Pourquoi ce premier étage est-il suspendu ? La raison en est simple : parce que l'escalier n'existe pas. L'escalier, qui existait manifestement dans le premier Ozu, avec les films Va d'un pas léger [1930] et La Femme d'une nuit [ou L'Épouse de la nuit, 1930], a disparu de la dernière période. Bien sûr, dans le plan de la maison, l'escalier est présent et l'on voit clairement son emplacement sur l'image quand, par exemple, les personnages disparaissent au bout du corridor, en s'apprêtant, on en est certain, à monter à l'étage.

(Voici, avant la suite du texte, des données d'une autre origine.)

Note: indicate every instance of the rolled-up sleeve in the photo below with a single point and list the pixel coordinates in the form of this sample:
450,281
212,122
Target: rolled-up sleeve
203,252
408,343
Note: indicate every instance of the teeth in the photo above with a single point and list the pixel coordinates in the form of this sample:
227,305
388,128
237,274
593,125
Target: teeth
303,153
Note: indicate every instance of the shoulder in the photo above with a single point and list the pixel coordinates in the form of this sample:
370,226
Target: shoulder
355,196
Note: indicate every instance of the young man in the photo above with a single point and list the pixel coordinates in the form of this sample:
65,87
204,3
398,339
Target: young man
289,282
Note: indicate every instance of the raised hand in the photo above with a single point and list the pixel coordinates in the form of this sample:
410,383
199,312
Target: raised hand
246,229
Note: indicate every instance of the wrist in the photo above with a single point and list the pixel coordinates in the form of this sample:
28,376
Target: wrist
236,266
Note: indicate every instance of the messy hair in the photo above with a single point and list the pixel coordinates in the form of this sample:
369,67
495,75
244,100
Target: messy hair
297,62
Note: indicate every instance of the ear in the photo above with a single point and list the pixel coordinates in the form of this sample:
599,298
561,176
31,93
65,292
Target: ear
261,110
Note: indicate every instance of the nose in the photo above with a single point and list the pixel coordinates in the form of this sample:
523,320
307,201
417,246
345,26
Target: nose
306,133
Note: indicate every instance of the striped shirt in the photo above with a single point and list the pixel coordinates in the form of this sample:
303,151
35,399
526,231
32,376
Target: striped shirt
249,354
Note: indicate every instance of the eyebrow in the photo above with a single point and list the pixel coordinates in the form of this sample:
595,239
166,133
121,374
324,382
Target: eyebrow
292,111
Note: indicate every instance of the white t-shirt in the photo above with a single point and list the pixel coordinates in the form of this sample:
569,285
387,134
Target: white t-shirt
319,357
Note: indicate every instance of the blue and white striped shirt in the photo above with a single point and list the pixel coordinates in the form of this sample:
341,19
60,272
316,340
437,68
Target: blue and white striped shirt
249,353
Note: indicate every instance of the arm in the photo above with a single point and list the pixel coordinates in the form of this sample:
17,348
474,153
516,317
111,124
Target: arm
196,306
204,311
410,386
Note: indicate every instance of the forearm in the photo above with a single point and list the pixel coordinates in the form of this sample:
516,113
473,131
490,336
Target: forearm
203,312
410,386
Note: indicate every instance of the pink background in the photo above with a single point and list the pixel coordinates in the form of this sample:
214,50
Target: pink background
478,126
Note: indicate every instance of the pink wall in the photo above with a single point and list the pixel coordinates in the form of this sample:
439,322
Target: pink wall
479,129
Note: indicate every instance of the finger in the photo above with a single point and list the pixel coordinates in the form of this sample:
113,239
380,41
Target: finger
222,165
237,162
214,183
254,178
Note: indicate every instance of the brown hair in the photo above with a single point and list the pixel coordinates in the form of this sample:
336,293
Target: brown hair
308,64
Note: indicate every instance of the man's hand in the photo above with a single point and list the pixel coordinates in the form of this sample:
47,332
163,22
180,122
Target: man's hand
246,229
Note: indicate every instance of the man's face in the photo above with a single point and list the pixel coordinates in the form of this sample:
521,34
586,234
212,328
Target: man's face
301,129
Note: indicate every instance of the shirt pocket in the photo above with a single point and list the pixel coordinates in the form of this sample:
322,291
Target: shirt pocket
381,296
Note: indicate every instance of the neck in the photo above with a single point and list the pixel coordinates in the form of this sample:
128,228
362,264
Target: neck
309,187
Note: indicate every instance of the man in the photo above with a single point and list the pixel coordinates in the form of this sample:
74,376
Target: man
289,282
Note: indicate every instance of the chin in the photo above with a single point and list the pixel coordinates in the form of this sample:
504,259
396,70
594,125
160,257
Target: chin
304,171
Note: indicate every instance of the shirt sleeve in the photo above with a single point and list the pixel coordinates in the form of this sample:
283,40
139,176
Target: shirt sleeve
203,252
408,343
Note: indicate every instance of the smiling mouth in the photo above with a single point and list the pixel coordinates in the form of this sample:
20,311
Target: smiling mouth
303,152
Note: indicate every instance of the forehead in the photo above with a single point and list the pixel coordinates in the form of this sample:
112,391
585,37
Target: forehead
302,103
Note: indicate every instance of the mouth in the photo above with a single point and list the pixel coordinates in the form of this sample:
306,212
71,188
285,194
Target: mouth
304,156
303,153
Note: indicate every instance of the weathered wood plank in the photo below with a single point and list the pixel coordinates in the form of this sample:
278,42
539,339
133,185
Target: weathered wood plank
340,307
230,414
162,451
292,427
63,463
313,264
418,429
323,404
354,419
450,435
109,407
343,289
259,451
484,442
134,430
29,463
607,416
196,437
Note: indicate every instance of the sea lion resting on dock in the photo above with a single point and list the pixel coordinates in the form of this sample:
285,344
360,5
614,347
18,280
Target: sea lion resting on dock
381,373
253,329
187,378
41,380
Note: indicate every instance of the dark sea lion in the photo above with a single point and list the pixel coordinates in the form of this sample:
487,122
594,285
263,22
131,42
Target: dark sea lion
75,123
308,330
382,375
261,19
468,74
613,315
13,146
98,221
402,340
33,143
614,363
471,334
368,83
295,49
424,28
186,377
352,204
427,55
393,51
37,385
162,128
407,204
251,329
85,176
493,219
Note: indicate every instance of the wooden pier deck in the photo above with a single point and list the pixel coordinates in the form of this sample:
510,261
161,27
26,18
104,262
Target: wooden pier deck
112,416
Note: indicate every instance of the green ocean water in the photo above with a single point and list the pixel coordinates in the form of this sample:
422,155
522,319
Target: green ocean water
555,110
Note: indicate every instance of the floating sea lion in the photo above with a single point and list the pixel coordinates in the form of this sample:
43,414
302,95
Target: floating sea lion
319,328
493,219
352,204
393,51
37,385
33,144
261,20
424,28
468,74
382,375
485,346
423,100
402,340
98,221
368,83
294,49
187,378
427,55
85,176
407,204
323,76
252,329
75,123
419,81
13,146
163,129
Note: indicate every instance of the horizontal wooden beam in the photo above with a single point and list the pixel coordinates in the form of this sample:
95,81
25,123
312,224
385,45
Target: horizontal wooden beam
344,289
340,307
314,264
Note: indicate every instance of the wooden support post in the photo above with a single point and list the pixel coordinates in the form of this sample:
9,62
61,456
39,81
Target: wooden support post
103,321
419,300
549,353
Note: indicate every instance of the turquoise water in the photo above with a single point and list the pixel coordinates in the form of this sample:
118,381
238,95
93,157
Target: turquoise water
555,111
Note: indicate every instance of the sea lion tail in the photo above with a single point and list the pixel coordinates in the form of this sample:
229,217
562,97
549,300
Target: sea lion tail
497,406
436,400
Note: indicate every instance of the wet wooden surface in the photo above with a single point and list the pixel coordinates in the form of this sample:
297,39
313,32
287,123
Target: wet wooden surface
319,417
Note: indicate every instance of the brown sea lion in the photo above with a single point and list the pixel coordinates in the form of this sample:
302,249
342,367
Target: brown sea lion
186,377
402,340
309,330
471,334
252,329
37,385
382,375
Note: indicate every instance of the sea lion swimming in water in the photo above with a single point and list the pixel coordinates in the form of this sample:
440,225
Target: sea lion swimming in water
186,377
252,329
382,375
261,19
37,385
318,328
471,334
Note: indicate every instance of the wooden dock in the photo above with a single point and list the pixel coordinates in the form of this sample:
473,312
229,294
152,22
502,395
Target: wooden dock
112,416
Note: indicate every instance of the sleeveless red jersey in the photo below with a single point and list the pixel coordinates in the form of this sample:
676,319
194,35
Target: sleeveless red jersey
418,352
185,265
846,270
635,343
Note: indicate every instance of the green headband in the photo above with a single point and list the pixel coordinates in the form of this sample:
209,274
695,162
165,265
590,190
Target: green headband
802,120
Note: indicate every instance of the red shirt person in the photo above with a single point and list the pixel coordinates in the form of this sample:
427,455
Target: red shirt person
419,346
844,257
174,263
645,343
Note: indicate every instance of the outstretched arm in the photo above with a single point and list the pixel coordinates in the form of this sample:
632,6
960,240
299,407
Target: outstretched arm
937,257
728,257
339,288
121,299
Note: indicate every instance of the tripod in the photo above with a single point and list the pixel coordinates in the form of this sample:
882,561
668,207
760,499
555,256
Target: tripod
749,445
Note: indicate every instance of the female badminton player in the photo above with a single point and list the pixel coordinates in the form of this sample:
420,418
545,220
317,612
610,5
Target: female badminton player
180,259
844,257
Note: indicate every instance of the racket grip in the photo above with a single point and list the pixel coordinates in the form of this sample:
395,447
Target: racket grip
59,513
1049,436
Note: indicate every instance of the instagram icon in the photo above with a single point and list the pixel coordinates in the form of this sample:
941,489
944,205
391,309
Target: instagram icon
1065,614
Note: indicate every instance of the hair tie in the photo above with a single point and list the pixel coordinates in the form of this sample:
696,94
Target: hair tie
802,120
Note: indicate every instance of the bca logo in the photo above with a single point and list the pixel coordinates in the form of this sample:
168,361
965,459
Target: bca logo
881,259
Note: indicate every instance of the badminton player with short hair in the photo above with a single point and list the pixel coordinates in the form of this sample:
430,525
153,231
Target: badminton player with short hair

(...) Les choses à présent deviennent claires. Ce qui caractérise la dernière période d'Ozu n'est pas uniquement l'absence visuelle de l'escalier qui mène au premier étage, ni la constance d'un élément narratif représenté par la présence d'une fille en âge de se marier. Mais la pièce du premier étage — jamais reliée par un escalier — assume le rôle d'exclusion-sélection pour séparer les personnages dans deux territoires différents : voici donc, dans chacun de ses films, la marque de l'“ œuvre ” ozuienne. L'escalier absent n'est pas le passage qui permet aux personnages de monter à l'étage supérieur, mais une manière de mur invisible : seuls ceux qui l'ont franchi horizontalement ont le privilège de se retrouver dans l'espace suspendu du premier étage. Ces privilégiées sont les femmes non encore mariées, qui gardent à jamais l'âge de vingt-cinq ans. »

 

Ces deux passages sont extraits respectivement des pages 23 à 25 et 85 à 92 de l'unique édition française de Yasujirō Ozu : Paris, Éditions de l'Étoile/Cahier du cinéma, collection « Auteurs », 1998.